There was no formal confirmation of these elements of the Kerry framework.

Kerry had stepped up his drive Friday to get Israelis and Palestinians back to the negotiating table, facing Palestinian reluctance over his formula for resuming negotiations.

Kerry held more than 90 minutes of talks Friday morning with chief Palestinian negotiator Erekat, a US official said.

At a stormy late-night meeting of their leadership Thursday, Palestinians had balked at dropping a main condition for talks with the Israelis. They demand a guarantee that negotiations on borders between a Palestinian state and Israel would be based on the ceasefire line that held from 1949 until the 1967 war, when Israel captured the West Bank, Gaza Strip, and east Jerusalem. Israel withdrew from Gaza in 2005.

Still, a Palestinian official had told The Times of Israel late Thursday that the Palestinians would come back to the talks if the US invitation to the negotiations specified that the goal was a Palestinian state based on the pre-1967 lines.

Israel had rejected preconditions on the talks, and the split casts a cloud of uncertainty over months of US mediation efforts.

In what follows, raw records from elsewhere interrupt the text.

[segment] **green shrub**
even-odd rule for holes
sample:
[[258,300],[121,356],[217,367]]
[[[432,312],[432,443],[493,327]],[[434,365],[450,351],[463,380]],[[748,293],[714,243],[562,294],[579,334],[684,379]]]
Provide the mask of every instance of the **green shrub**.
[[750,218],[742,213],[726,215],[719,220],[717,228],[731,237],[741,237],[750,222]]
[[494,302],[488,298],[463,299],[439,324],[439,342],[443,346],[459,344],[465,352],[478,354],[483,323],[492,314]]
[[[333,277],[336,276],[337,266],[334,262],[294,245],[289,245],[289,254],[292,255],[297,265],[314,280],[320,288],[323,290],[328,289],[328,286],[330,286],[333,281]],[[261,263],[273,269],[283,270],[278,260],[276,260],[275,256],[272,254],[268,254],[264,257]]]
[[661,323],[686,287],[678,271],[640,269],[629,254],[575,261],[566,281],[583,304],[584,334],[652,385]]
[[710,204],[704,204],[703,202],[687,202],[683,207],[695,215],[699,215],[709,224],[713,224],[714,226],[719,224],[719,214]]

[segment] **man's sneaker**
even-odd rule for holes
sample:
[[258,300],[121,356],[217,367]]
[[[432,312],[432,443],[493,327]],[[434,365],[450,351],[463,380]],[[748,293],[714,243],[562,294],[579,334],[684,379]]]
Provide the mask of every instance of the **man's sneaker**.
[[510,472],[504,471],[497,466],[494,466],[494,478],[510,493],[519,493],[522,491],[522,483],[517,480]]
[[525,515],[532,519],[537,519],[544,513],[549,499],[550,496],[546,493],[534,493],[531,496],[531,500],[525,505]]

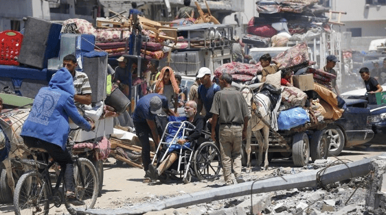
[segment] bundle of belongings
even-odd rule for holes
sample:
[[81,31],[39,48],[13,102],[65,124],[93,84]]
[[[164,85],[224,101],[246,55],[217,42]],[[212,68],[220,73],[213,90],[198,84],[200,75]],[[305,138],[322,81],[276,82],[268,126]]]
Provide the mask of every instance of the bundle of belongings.
[[[109,57],[117,57],[128,54],[130,50],[128,40],[133,29],[130,27],[103,27],[94,28],[91,23],[84,19],[71,18],[63,23],[63,32],[91,34],[95,36],[95,49],[109,53]],[[146,59],[160,60],[167,57],[163,51],[163,45],[156,35],[150,30],[142,29],[141,36],[145,37],[142,40],[141,53]]]
[[[314,62],[309,60],[307,50],[306,42],[302,42],[277,55],[274,60],[281,64],[278,71],[266,75],[264,84],[258,90],[258,93],[270,99],[271,125],[275,130],[288,130],[324,120],[336,121],[342,116],[344,101],[330,87],[331,80],[336,77],[308,67]],[[229,73],[234,81],[249,84],[261,74],[262,69],[260,63],[231,62],[216,69],[215,75],[220,77],[223,73]],[[282,86],[282,73],[286,71],[302,71],[303,75],[293,76],[293,86]],[[257,93],[255,92],[254,98]]]
[[[327,8],[317,5],[317,0],[258,1],[259,17],[248,23],[242,41],[256,47],[284,47],[288,41],[306,41],[330,31],[329,18],[323,14]],[[255,36],[251,37],[251,36]],[[267,41],[267,38],[270,42]]]
[[[315,63],[309,59],[308,47],[305,42],[278,54],[272,61],[282,64],[280,69],[291,71],[297,71]],[[216,68],[214,75],[220,77],[223,72],[227,72],[232,75],[234,81],[247,82],[251,81],[257,75],[261,75],[262,69],[260,62],[256,64],[232,62],[218,66]]]

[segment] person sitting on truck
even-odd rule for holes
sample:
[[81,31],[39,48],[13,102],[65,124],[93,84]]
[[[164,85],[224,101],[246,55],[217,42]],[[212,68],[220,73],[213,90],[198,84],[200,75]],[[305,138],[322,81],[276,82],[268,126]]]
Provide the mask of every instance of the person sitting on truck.
[[[327,56],[327,58],[326,58],[326,60],[327,60],[327,64],[323,68],[324,71],[337,76],[337,71],[335,71],[334,67],[337,64],[337,62],[339,62],[338,58],[337,58],[337,57],[334,55],[330,55]],[[331,88],[334,88],[334,90],[335,90],[335,93],[337,95],[339,95],[340,92],[339,92],[339,89],[338,88],[338,86],[337,85],[337,79],[332,79],[330,84],[331,84]]]
[[376,61],[373,62],[374,68],[372,70],[372,74],[374,79],[379,81],[381,68],[379,68],[379,63]]
[[292,71],[289,70],[284,71],[282,73],[280,84],[282,86],[293,86],[292,85]]
[[75,105],[82,110],[84,105],[91,103],[91,87],[87,75],[75,70],[77,66],[76,58],[73,55],[68,55],[63,58],[63,67],[70,72],[73,78]]
[[243,62],[244,49],[240,44],[240,38],[238,36],[234,37],[234,42],[232,45],[233,58],[234,62]]
[[45,149],[62,168],[65,168],[66,201],[80,205],[84,203],[79,201],[75,194],[73,161],[66,148],[69,117],[87,131],[93,129],[95,125],[78,113],[73,103],[74,92],[71,74],[66,68],[60,68],[52,77],[48,86],[41,88],[36,94],[20,136],[27,147]]
[[168,106],[170,109],[174,108],[175,113],[177,112],[179,92],[173,70],[169,66],[163,67],[155,84],[155,93],[165,96],[168,99]]
[[183,0],[185,7],[181,8],[177,12],[176,19],[181,18],[194,18],[194,9],[190,6],[190,0]]
[[[201,136],[203,127],[205,124],[203,117],[199,114],[197,114],[197,104],[194,101],[189,101],[186,103],[186,105],[185,106],[185,114],[187,118],[186,121],[194,125],[195,128],[191,131],[188,131],[185,138],[177,140],[177,142],[181,145],[183,145],[187,142],[192,142],[193,141],[198,140]],[[163,145],[158,157],[161,158],[163,157],[168,147],[168,144]],[[178,155],[177,151],[172,151],[168,155],[168,157],[158,166],[157,168],[155,168],[152,164],[150,164],[148,169],[150,179],[154,181],[157,181],[159,175],[161,175],[163,171],[168,169],[177,160],[177,158]]]
[[376,79],[370,77],[370,72],[368,68],[361,68],[359,73],[361,73],[361,77],[362,77],[365,81],[365,86],[366,86],[366,91],[367,93],[373,94],[383,90],[381,85],[378,84]]
[[161,73],[159,71],[158,66],[159,65],[159,61],[157,60],[150,60],[149,64],[148,64],[148,68],[150,71],[149,77],[149,87],[150,93],[154,92],[155,84],[157,80],[158,80],[158,77]]
[[177,85],[179,88],[179,107],[183,107],[183,103],[186,101],[188,97],[188,88],[185,86],[181,85],[181,81],[182,80],[182,77],[179,75],[174,75],[176,77],[176,81],[177,81]]
[[[272,58],[271,58],[269,53],[262,55],[259,59],[259,61],[262,66],[261,82],[265,81],[266,75],[276,73],[279,70],[279,67],[282,65],[280,63],[272,61]],[[271,65],[271,62],[274,63],[275,65]]]

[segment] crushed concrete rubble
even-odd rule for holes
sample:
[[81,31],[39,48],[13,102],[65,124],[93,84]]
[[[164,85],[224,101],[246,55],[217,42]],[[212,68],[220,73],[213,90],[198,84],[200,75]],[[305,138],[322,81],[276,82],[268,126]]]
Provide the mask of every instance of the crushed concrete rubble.
[[[385,214],[386,194],[383,191],[386,190],[386,157],[371,160],[368,169],[371,170],[368,174],[324,184],[323,188],[319,186],[245,194],[175,209],[149,212],[144,214]],[[300,168],[291,171],[278,169],[274,174],[280,173],[281,175],[294,175],[293,172],[298,173],[303,171],[309,170]],[[247,178],[246,181],[260,179]],[[221,186],[223,181],[218,181],[217,183]],[[161,199],[167,201],[173,198],[176,197],[152,196],[146,199],[146,203],[155,204]],[[134,214],[130,212],[141,205],[126,202],[122,205],[115,212],[125,210],[127,211],[126,214]],[[109,210],[105,213],[82,212],[80,214],[116,214],[113,210]]]

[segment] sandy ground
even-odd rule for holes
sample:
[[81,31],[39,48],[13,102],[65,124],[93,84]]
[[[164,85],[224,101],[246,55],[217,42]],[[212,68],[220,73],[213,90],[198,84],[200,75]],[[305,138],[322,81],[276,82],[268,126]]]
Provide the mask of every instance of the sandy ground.
[[[361,160],[363,157],[382,154],[386,151],[386,146],[372,145],[368,149],[352,148],[345,150],[338,157],[339,159],[347,159],[351,161]],[[328,157],[334,160],[335,157]],[[104,163],[104,180],[102,197],[99,197],[95,204],[98,208],[117,208],[123,205],[130,205],[140,202],[146,202],[150,198],[163,199],[163,197],[174,197],[185,193],[191,193],[203,190],[210,190],[222,186],[223,179],[214,181],[202,182],[192,177],[192,182],[184,184],[182,181],[169,180],[167,184],[155,182],[143,184],[144,175],[143,170],[132,168],[124,164],[119,167],[115,164],[113,158],[109,158],[109,162]],[[254,162],[253,162],[253,164]],[[251,174],[263,177],[271,173],[275,168],[280,166],[285,170],[293,168],[292,160],[288,159],[273,160],[269,164],[269,169],[266,171],[257,171],[252,169],[251,173],[246,173],[243,168],[243,174]],[[169,182],[170,181],[170,182]],[[13,214],[13,205],[0,205],[0,213],[8,215]],[[63,214],[67,213],[64,205],[60,208],[54,207],[49,211],[49,214]]]

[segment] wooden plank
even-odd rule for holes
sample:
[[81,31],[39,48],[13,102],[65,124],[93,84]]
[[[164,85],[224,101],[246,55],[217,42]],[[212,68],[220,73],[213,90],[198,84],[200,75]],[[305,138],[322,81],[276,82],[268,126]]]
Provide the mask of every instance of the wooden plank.
[[115,155],[114,156],[114,158],[115,158],[116,160],[122,161],[122,162],[125,162],[125,163],[127,163],[128,165],[133,166],[134,166],[134,167],[138,167],[138,168],[144,168],[144,167],[142,166],[142,165],[139,165],[139,164],[137,164],[137,163],[135,163],[135,162],[132,162],[132,161],[130,161],[130,160],[128,160],[126,159],[125,157],[122,157],[122,156],[121,156],[121,155]]

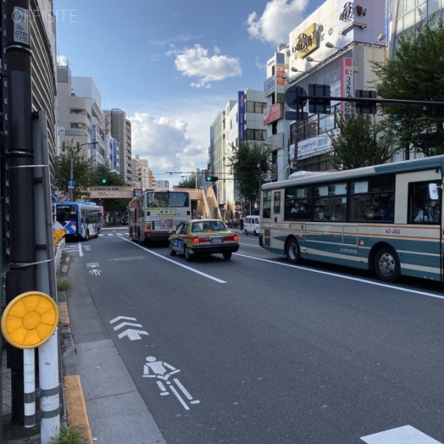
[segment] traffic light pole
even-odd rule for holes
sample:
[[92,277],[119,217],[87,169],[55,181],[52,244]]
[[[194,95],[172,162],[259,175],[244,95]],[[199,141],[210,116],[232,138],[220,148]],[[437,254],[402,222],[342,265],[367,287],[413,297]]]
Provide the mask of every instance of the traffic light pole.
[[[6,67],[8,82],[8,216],[9,269],[6,304],[35,290],[36,236],[34,148],[31,92],[30,1],[6,2]],[[11,369],[11,422],[26,426],[24,416],[23,350],[8,346]],[[35,394],[34,394],[35,395]]]

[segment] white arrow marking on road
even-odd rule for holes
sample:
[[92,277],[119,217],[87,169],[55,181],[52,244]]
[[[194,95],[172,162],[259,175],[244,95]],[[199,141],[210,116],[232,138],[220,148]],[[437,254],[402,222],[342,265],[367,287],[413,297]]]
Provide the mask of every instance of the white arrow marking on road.
[[111,319],[111,321],[110,321],[110,324],[114,324],[114,322],[117,322],[118,321],[120,321],[121,319],[128,319],[128,321],[137,321],[135,318],[129,318],[128,316],[117,316],[117,318],[114,318],[114,319]]
[[360,439],[367,444],[441,444],[411,425],[379,432]]
[[121,328],[122,327],[125,327],[125,325],[128,325],[128,327],[142,327],[142,324],[135,324],[134,323],[132,322],[123,322],[120,324],[119,324],[119,325],[116,325],[115,327],[114,327],[114,330],[118,330],[119,328]]
[[[114,329],[115,330],[115,329]],[[142,339],[140,337],[141,334],[146,334],[148,335],[148,332],[144,332],[144,330],[133,330],[131,328],[128,328],[127,330],[122,332],[119,334],[118,334],[118,337],[119,339],[121,339],[124,336],[127,336],[131,341],[135,341],[137,339]]]

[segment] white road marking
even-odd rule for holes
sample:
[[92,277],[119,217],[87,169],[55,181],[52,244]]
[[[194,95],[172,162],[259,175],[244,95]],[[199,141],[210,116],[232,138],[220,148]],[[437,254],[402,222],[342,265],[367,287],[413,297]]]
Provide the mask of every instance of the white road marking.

Hoping to push Israelis and Palestinians toward talks, President Barack Obama asked Netanyahu to work with Kerry “to resume negotiations with Palestinians as soon as possible,” according to a statement released by the White House late Thursday.

Previous Israeli governments twice negotiated on the basis of the 1967 lines, but no peace accord was reached. Besides disagreeing over how much land to trade and where, the two sides hit logjams on other key issues, including dividing Jerusalem and the fate of Palestinian refugees.

Netanyahu has given lukewarm endorsement to the idea of a Palestinian state but has not delineated his vision of boundaries, while demanding that the Palestinian recognize Israel as the Jewish state. Palestinians reject that, concerned that it would undermine their claims that millions of refugees and their descendants have the right to return to their original homes, lost in the 1948-49 war surrounding Israel’s creation. Israel has rejected that claim outright.

After their late-night meeting Thursday, the Palestinians did not bring up their often-repeated demand that Israel stop building in Jewish settlements in the West Bank and east Jerusalem before talks could resume. One official said that if Israel accepts the 1967 lines as a basis, that would make most of the settlements illegitimate.

An Arab League decision Wednesday to endorse Kerry’s proposal raised speculation that the Palestinians may agree. Abbas traditionally has sought the blessing of his Arab brethren before making any major diplomatic initiative.

Ahmed Majdalani, a Palestinian leader, said Kerry envisaged six to nine months of talks focused on border and security issues.

He said Kerry would endorse the 1967 lines as the starting point of negotiations. It was not clear whether Israel would accept any reference to the 1967 lines.

Hamas, the Palestinian Islamist group that has run the Gaza Strip since it ousted Abbas’s Fatah party after the 2006 elections, rejected Kerry’s announcement, saying it “considers the Palestinian Authority’s return to negotiations with the occupation to be at odds with the national consensus.” Hamas spokesman Sami Abu Zuhri told AFP that Abbas had no right to negotiate on the Palestinian people’s behalf.